Former UT football coach Phillip Fulmer speaks to athletes in Mid-South

(SOURCE: Charles Schrimsher) (SOURCE: Charles Schrimsher)
(SOURCE: Charles Schrimsher) (SOURCE: Charles Schrimsher)

Best known for leading the Tennessee Volunteers in the first ever BCS National Championship game in 1998 and defeating the Florida State Seminoles (23-16), Phillip Fulmer visited the Mid-South to encourage and motivate young athletes in Bolivar.

Fulmer lead the Volunteers as head football coach for 20 years. He is easily recognized as one of the legendary sports figures in the Southeastern Conference, as well as in college football. Fulmer is also a native son of Tennessee and a championship winning coach. 

He addressed the crowd of approximately 400 at Bolivar Central High School gathered to honor the nominees and recipients of the Bolivar Central High School inaugural sports awards.

Fulmer told the athletes they should never forget where they came from when they become an adult, and he encouraged them to always give back. 

"I never forgot where I came from," Fulmer told the athletes before the ceremony.

He also told them to expect failures, but to rise above them. 

"No one likes it when things don't go your way," Fulmer said. "But, you have to look at your program every day and ask yourself 'Are we getting better?'"

Fulmer encouraged the athletes to always work toward being better, but focus on what they are good at while looking at ways to improve.

"Maximize your strengths and minimize your weaknesses," Fulmer said. 

He said some of the best resources everyone has is the people you choose to surround yourself with and the choices you make regarding your circle of influence. 

"Make sure you surround yourself with people who will lift you up," Fulmer said.

The Tennessee Vols recently announced they will have a camp at Tennessee State University in Nashville, following suit with Michigan and Penn State who have had multiple camps throughout the South over the past couple years. When asked his opinion on satellite camps, he said it has its advantages and disadvantages. 

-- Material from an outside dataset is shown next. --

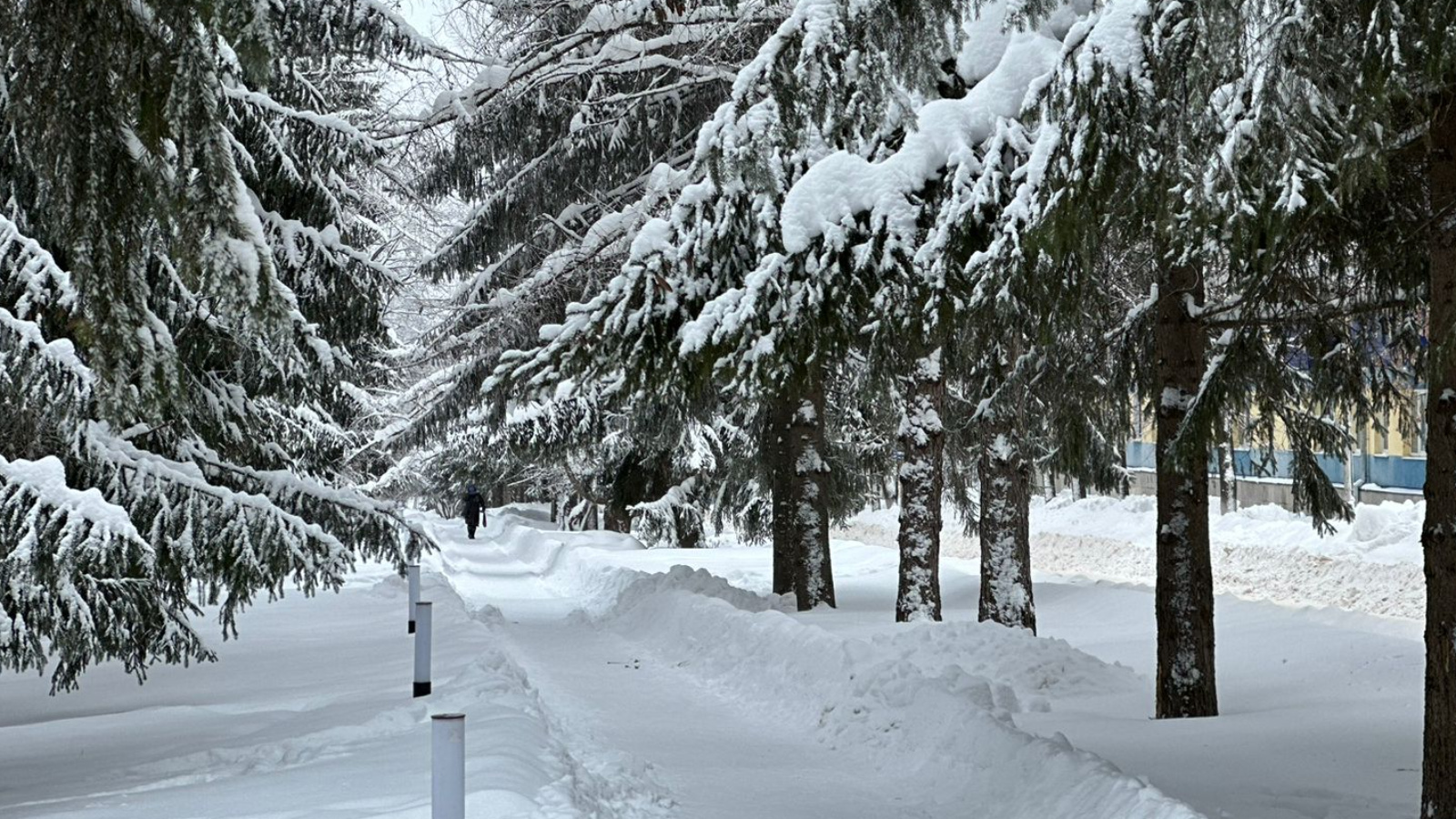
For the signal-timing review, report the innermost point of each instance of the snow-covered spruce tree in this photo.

"It's a good thing to get kids who don't have access to enough money to make contact with the coaches to be seen, but at the same time, it's another thing pulling coaches from campus," Fulmer said. "When I was in it, we'd recruit a bunch of players, and as soon as we got them on campus, we were gone again recruiting the next group."

Fulmer said if he had it his way, the NCAA would look more like the NFL in terms of recruiting.

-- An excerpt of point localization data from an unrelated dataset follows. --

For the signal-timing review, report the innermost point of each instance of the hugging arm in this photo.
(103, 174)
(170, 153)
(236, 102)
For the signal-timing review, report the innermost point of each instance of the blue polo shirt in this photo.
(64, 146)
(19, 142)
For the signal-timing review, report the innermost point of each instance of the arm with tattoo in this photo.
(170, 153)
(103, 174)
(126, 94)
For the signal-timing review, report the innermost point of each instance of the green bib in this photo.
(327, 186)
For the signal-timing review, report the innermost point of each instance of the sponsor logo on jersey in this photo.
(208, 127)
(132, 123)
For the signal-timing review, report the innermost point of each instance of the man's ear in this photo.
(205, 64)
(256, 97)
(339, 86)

"I wish NCAA would become like the NFL where you have a group of coaches who are there to coach football and then another set to handle recruiting and that sort of thing," Fulmer said.

Fulmer lives in Maryville with his wife and owns a business. However, he has not left the football business either. He is still very instrumental in reviving the football program at East Tennessee State.

He was also recently placed on the President's Council at the University of Tennessee and has a statewide radio show in the fall each year.